How to prevent your boat from sinking

14th September 2021 Jack O'Rourke

How to prevent your boat from sinking

Even the most experienced sailors can encounter emergency situations, whether it is dangerous conditions at sea, large waves, or freak weather events, and a sinking boat is a scary situation. 

However, In most cases the fault lies with the boat owner neglecting simple maintenance and operational steps that lead to a vessel sinking. The good news is, there are a few things you can do to ensure your boat will not sink. 

Why boats sink 

Modern boats sink for a variety of reasons, and according to BoatUS a majority of these accidents occur in the dock. Boats tend to spend a lot of time at a marina or mooring, and are not checked regularly.

Most dockside sinkings occur when water leaks through fittings into the bilge. Leaks are commonly found in stuffing boxes on shafts, hoses, clamps and drain plugs. Leaks can also occur from valves, screwing holes, and window seams. In some cases more than one fitting had been leaking.

Interestingly, a lot of sinkings can occur simply from excess rain (or snow) falling into your boat and leaking throughout the vessel. 

While underway, there are a number of reasons why your boat cloud sink. The main perpetrator is floating debris or hidden hazards which damage the hull. Negligent navigation or attempting to operate through murky waters can lead to catastrophic collisions and flooding. Even taking on waves and weather beyond the boat’s capabilities can cause damage and leads to sinking. 

Operator oversight is a major cause of a boat sinking. Failing to check or monitor the condition of the bilge, drains and scuppers can create a dangerous situation, as flooding will occur out of sight under the boards, and hundreds of gallons of water can fill a boat before it is noticed. Skippers should not rely solely on bilge pumps to bail them out because pumps can fail. 

A boat with a leak takes on water quickly, and flooding will accelerate depending on how far below the waterline the damage is. It is essential to have a plan to immediately stop the flow. 

Before leaving dock

Check your boat regularly 

Develop a schedule to inspect your boat frequently. Along with general maintenance, we recommend that at least twice a season you should be inspecting major fittings above and below the waterline to see if there is any water leaking into the boat. 

If you find any issues, no matter how small you may perceive them, address the problem as soon as possible before going out on the water again. If there is a reason you can’t visit your boat consistently, consider asking someone to check in or install a webcam.

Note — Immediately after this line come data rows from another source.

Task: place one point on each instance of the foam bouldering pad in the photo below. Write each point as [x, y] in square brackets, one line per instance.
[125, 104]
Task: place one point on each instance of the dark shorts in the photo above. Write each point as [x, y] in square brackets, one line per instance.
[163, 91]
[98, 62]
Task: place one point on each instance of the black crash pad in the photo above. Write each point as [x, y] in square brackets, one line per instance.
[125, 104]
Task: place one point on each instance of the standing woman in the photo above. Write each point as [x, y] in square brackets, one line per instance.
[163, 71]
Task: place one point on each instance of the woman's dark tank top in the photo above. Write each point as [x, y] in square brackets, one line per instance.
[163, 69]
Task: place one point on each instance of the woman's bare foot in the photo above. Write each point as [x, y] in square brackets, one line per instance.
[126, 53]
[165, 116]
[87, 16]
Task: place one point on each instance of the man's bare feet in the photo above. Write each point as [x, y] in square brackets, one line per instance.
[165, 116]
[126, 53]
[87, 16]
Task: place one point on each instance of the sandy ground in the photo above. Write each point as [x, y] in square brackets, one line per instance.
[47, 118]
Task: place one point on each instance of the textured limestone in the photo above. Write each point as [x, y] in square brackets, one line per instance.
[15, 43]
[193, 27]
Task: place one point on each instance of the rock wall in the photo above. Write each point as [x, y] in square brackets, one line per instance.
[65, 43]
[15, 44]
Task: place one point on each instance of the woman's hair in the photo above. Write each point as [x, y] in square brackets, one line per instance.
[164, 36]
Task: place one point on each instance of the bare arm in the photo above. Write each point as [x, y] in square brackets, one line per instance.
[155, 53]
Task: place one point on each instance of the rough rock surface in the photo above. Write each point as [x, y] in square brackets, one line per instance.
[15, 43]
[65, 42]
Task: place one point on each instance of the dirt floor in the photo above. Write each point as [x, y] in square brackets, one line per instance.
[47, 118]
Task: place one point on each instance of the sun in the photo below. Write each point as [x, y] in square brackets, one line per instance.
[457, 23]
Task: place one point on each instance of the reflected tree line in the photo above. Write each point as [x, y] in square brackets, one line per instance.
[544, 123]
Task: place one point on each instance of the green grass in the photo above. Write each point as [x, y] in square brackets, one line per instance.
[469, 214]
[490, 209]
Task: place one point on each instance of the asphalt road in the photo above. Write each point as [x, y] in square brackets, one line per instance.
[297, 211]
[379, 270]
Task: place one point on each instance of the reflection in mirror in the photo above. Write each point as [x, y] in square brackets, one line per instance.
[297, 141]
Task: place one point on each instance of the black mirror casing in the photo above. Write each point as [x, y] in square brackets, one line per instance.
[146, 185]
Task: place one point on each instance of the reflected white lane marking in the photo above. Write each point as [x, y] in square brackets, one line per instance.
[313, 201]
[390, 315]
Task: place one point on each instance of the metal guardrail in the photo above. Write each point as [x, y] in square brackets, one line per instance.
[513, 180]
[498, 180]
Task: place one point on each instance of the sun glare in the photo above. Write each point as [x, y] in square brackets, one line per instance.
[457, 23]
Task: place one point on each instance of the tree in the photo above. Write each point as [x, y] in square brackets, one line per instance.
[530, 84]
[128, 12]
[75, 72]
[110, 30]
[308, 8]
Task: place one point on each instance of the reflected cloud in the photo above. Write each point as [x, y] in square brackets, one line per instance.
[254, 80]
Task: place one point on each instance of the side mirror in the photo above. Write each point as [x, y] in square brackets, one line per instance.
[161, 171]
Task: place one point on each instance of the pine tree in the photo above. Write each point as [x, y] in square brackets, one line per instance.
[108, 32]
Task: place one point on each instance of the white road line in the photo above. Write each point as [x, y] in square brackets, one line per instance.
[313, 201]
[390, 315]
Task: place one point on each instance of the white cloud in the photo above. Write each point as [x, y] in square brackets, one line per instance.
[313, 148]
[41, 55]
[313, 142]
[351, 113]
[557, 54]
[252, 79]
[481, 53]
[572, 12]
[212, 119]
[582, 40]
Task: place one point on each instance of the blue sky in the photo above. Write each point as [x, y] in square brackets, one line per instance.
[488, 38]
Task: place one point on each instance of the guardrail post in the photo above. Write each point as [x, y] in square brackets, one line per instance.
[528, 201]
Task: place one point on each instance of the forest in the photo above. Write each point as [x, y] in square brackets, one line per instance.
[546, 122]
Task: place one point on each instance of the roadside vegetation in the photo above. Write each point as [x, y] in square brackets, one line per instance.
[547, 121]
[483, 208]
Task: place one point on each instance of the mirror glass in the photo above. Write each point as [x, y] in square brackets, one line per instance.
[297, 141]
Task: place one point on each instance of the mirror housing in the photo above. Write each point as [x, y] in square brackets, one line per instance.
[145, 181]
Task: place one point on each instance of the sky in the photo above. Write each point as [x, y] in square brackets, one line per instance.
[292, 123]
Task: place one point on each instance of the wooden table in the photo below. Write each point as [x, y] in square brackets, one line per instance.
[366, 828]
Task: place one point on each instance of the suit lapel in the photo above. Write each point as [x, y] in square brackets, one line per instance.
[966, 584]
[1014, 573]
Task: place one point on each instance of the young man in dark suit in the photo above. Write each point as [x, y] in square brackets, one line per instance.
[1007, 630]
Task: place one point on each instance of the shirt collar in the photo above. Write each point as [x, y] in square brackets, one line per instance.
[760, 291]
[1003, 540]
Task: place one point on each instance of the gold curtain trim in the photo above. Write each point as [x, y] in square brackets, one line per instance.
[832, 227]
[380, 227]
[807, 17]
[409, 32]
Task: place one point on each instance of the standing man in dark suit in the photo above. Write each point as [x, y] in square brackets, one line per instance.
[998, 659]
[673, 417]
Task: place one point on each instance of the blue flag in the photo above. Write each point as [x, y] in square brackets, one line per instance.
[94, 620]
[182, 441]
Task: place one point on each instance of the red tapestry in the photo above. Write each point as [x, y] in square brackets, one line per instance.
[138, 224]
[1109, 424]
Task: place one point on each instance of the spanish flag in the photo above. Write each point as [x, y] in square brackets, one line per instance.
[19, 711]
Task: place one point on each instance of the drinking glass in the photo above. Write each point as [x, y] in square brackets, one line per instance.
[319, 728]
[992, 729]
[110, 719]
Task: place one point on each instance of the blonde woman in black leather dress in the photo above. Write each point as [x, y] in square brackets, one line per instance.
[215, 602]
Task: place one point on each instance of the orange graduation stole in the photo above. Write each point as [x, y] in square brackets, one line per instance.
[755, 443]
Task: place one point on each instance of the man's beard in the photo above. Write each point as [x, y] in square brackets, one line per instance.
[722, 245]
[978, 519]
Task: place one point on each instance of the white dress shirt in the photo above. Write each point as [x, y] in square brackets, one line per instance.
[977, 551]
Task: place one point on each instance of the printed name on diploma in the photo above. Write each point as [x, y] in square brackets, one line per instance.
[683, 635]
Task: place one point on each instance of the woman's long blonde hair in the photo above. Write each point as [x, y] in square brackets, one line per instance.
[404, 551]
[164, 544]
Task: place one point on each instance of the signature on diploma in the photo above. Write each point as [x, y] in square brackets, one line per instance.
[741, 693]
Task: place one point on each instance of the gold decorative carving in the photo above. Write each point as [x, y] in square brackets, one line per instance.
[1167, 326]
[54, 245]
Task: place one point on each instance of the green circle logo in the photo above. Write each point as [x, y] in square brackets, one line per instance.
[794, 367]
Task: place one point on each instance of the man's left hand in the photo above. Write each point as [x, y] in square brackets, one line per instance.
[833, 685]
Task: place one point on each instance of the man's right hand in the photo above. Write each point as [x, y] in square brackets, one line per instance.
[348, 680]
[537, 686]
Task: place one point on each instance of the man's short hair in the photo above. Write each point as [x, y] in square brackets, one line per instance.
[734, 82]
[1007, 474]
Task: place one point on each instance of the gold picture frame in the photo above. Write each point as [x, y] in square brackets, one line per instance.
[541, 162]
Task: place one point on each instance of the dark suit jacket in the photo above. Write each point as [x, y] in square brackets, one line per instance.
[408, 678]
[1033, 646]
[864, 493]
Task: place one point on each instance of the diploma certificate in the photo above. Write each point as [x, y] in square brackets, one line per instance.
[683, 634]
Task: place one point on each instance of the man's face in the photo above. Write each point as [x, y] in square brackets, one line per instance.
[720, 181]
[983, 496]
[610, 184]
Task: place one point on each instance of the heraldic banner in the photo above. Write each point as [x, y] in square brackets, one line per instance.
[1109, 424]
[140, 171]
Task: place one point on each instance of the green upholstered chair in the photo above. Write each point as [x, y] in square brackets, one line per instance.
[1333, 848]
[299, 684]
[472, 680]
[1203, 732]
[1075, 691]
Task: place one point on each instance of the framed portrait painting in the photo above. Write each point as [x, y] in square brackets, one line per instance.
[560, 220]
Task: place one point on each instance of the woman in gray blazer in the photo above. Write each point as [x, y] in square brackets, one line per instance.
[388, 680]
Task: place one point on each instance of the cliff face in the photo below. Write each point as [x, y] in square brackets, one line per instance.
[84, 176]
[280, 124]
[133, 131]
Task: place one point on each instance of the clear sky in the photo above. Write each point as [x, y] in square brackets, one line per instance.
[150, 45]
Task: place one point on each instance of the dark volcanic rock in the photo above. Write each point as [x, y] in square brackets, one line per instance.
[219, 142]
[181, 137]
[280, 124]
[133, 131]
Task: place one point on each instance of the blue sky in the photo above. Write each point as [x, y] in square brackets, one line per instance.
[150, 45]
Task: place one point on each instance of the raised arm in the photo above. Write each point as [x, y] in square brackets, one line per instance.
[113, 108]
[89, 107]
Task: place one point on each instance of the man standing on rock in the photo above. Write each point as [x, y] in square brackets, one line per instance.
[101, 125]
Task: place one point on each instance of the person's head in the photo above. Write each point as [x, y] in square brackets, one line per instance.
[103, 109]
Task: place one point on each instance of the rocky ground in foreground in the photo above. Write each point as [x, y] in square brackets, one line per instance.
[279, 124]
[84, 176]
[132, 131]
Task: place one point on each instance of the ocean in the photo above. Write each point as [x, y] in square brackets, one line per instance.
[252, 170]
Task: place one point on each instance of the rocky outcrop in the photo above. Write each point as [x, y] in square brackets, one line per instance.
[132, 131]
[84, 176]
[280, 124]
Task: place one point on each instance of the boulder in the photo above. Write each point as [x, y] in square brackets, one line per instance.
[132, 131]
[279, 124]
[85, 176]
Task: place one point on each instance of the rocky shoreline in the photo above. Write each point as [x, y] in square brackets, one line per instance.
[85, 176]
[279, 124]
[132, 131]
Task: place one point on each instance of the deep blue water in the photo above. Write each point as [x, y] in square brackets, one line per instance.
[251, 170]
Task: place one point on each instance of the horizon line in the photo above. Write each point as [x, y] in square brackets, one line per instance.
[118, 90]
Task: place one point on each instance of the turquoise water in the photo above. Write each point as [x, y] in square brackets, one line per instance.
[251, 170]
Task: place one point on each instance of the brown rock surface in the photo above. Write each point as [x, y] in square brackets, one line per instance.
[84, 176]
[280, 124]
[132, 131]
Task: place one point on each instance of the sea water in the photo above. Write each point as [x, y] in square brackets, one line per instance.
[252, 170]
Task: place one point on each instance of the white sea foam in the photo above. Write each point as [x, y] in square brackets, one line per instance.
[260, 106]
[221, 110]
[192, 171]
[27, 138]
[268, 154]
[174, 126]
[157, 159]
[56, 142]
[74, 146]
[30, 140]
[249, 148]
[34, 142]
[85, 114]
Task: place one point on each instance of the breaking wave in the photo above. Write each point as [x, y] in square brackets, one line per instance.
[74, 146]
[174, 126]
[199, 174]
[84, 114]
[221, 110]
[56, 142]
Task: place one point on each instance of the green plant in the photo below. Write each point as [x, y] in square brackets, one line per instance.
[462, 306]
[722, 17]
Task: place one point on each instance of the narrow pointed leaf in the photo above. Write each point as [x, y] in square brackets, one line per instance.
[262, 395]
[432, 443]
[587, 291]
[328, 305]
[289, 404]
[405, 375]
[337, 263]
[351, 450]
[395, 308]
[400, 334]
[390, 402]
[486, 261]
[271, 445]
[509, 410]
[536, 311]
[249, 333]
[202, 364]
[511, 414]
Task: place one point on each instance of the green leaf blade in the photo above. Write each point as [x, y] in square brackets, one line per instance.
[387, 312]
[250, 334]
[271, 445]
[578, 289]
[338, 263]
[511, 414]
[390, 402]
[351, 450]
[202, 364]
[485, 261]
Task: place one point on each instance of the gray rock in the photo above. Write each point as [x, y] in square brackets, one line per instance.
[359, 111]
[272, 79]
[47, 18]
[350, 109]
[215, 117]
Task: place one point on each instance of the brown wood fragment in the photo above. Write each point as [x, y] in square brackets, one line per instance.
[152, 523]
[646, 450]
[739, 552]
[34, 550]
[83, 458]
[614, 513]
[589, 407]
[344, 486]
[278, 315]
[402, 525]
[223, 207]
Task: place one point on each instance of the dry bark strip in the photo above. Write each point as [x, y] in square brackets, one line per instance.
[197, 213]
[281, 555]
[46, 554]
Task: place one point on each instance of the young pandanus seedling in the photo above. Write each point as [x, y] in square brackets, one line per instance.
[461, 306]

Maintain safe docking systems

Keep your dock lines in good condition and store the ropes correctly to avoid any entanglement and prevent snags. Damaged or loose lines can cause your boat to break free, with the possibility of running into another boat or capsizing. 

Don’t exceed your limits 

If you see that weather conditions are particularly rough or the marine forecast is predicting strong wind and waves, consider whether your boat can handle the trip. Especially older boats that have wear and tear, or have had repairs before, are susceptible to sinking if they encounter lashing rain and powerful waves, as the integrity of the boat becomes vulnerable. 

While out on the water 

Keep excess weight to a minimum 

Be careful not to overload the boat with excess gear and extra modifications that weigh the boat down. It is also important to remember there is a passenger and weight limit for a reason, as this can lead to sinking. 

Monitor areas of concern 

Keep an eye on drains and scuppers in places close to the waterline. Scuppers can quickly become submerged and allow water in the boat instead of draining it out. This can often make the boat sink faster. Boats with outboard engines can take on water through the transom if it is exposed to high seas or wake from other boats. Cockpits can also be swamped with water and overwhelm the drains and bilge pumps. 

Avoid collisions 

Being involved in a collision is the main reason boats sink. To prevent a crash, be sure to keep a lookout for dangers while boating. Your ability to stay out of harm’s way takes training and experience, and looking away for even a second can result in a collision with a submerged object or another boat.  

Even though you may enjoy having a cold beer on a boating trip, it is best to stay sober if you are operating a vessel, as alcohol can impair judgment and navigation ability.


Emergencies can happen, so if you are out on the water and suspect your boat is leaking or taking on water, do not hesitate to contact marine authorities. Sinking can happen quickly and sometimes without warning. We at Deckee recommend you wear your life jacket at all times while underway. If your vessel capsizes, the life jacket could make the difference between surviving the accident until assistance arrives.